He told himself it was the drills, endless night marches, frostbite drills on the outer ramparts, anything to keep him away from the eastern postern gate. But the truth was sharper, colder: every time he approached the narrow alley, the air tasted wrong. Bread from the bakery, iron from the farrier, lanolin from the bolts of wool and beneath it all, something thick, intimate, unmistakable.

Sex.

Not fresh each time, but lingering, stubborn, soaked into the timber like old blood. The shop exhaled it now. The sign above the door, Liora's Stitches seemed to mock him with every glance.

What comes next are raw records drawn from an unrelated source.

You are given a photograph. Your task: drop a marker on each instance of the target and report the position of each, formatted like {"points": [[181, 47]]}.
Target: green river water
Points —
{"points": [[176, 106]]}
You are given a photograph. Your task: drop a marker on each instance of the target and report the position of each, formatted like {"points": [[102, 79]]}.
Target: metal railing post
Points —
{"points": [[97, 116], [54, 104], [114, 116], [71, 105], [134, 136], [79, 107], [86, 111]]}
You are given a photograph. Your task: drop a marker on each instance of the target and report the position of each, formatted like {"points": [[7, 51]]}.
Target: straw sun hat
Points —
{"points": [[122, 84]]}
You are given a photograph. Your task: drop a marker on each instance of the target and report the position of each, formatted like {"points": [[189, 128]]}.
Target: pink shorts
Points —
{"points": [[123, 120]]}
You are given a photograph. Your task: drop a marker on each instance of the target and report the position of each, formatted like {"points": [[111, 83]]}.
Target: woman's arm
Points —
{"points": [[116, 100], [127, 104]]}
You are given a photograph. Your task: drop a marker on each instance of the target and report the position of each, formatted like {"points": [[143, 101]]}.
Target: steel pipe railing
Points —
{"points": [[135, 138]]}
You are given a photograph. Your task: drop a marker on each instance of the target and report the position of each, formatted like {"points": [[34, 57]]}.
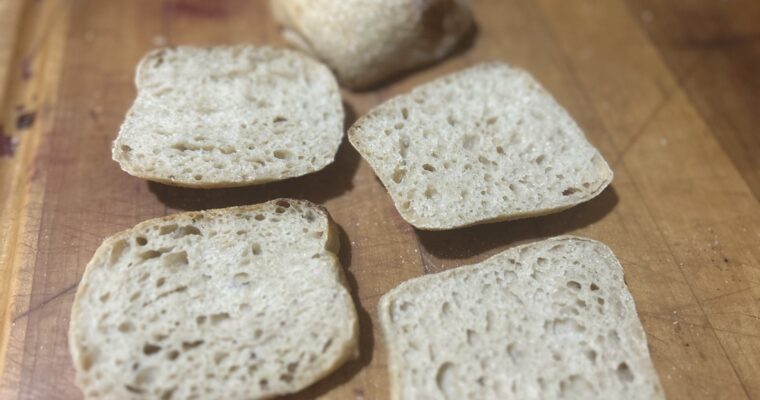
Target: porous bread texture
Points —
{"points": [[367, 41], [237, 303], [547, 320], [229, 116], [481, 145]]}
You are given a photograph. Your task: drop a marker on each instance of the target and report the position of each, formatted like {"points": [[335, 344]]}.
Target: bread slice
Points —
{"points": [[484, 144], [368, 41], [229, 116], [245, 302], [547, 320]]}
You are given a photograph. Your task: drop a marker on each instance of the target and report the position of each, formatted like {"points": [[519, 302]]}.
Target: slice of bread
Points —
{"points": [[237, 303], [480, 145], [547, 320], [368, 41], [229, 116]]}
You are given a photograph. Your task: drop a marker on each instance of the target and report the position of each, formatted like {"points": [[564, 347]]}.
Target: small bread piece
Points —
{"points": [[547, 320], [367, 41], [229, 116], [484, 144], [237, 303]]}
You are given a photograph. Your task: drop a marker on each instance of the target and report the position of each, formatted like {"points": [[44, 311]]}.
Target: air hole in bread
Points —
{"points": [[241, 277], [403, 144], [220, 356], [398, 175], [150, 349], [469, 141], [172, 355], [192, 345], [146, 376], [570, 191], [188, 230], [148, 255], [167, 229], [574, 285], [471, 335], [327, 345], [445, 380], [624, 373], [175, 259], [217, 318]]}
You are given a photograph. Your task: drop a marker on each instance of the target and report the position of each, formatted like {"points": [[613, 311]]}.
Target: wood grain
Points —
{"points": [[680, 214], [713, 50]]}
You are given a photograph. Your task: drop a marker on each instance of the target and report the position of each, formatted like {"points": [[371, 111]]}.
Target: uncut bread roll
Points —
{"points": [[366, 42], [481, 145], [237, 303], [547, 320], [229, 116]]}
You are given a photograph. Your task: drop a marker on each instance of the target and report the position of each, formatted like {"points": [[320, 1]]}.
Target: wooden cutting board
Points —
{"points": [[668, 91]]}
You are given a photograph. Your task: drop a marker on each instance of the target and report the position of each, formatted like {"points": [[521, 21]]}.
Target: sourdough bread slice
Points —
{"points": [[236, 303], [367, 41], [547, 320], [229, 116], [484, 144]]}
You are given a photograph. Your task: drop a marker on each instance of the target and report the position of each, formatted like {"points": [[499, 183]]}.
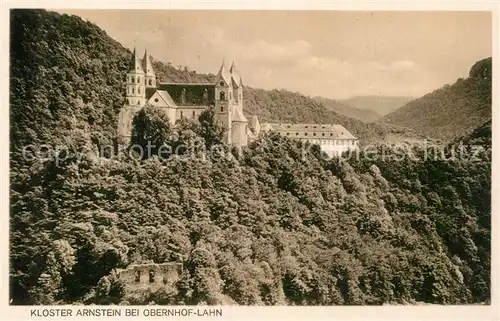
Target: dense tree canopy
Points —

He told himself he was imagining it.

He told himself the faint bruises he'd glimpsed on her wrists that one morning were from pinning heavy wool.

He told himself the way her eyes slid away when he asked if Victor had come again, was only exhaustion.

He told himself a lot of things.

None of them held.

On the sixth night he slipped away from barracks early. No moon. Snow had started again, soft and relentless, muffling his boots as he followed the postern wall. The alley was empty. The bakery dark. The farrier's forge cold.

Liora's Stitches showed one faint lantern glow in the back room.

He did not knock.

He eased the door open with the childhood signal, three soft taps but did not wait for an answer. The bell gave its fragile chime anyway.

Inside, the air was warm. Too warm.

Lanolin. Lavender soap. And that other smell musk, salt, spent seed; stronger here, intimate, and recent.

Liora sat at the worktable.

She had not heard him enter.

Her back was to the door. Shoulders rounded. Hair half-loose, strands clinging damply to her neck. The black dress was unlaced at the bodice, farther than she ever allowed in daylight, full breasts rising and falling with uneven breaths. Her hands rested limp on the scarred wood. Fingers curled loosely. No needle. No thread.

She was staring at nothing.

A single tear tracked slowly down her cheek, hung at her jaw, then fell onto the table with a tiny, wet sound.

Aiden's stomach turned over.

"Mother?"

Her head snapped up. Horror flooded her face raw, animal. She scrambled to tug the bodice closed, but the movement only made the unlaced fabric gape wider for a heartbeat. A dark bruise bloomed along the upper swell of one breast finger-shaped, unmistakable. Fresh.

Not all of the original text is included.